In the British general election held Thursday, no party won an overall majority and Britain now has what is termed a hung parliament. The Tories (Conservatives) won the most seats with 318 in a House of Commons of 650, thus falling 8 seats short of a majority. They lost 12 seats. The Labour party came second with 262 seats, gaining 30. The Scottish Nationalists remained the strongest party in Scotland but lost 21 seats to the other main parties opposed to a further independence referendum. The Liberal Democrats won 12 seats and over two million votes. The UK independence Party failed to win a single seat although they were backed by nearly 600,000 voters.

Prime Minister Theresa May, who repeatedly said that she would not call a general election, did not have to call the general election.

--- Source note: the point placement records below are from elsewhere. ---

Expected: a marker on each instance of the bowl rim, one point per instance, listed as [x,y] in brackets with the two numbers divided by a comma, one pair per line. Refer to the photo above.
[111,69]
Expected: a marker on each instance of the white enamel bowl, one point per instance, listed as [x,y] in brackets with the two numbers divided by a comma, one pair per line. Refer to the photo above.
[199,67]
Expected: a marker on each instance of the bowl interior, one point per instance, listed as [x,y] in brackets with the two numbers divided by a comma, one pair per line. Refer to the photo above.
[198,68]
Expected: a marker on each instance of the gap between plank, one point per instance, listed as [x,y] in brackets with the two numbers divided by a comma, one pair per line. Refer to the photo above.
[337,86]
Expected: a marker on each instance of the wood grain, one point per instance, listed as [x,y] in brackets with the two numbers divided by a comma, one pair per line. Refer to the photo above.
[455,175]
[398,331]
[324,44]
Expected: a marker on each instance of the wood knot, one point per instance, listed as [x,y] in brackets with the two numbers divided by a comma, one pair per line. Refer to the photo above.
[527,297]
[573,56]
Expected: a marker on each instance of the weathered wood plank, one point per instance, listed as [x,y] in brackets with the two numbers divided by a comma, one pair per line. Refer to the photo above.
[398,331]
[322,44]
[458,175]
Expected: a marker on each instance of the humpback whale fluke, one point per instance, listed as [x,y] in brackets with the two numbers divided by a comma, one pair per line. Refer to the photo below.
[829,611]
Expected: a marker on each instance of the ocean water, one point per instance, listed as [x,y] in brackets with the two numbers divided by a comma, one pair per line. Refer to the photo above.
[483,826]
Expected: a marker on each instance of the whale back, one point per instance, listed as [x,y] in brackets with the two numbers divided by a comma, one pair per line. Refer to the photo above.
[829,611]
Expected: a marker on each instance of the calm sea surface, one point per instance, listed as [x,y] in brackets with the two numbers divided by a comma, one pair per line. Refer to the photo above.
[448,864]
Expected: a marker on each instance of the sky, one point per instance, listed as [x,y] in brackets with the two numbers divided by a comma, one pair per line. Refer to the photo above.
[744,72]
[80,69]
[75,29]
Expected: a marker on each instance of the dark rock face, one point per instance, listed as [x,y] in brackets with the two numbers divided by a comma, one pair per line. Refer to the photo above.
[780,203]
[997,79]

She had a small majority in the House of Commons and the opposition parties did not, as she claimed, threaten to stop the Brexit process under which Britain would leave the European Union in response to last year's referendum.

Why did she change her mind? Opinion polls suggested that she had a huge lead of some 20 points over Jeremy Corbyn, the leader of the Labour Party, whose left-wing policies and shambolic leadership had alienated a majority in his own party in the House of Commons. Now, May thought, was her chance to establish herself as the true heir to Margaret Thatcher and show that she alone could unify the Tory party under strong leadership. She gambled and lost.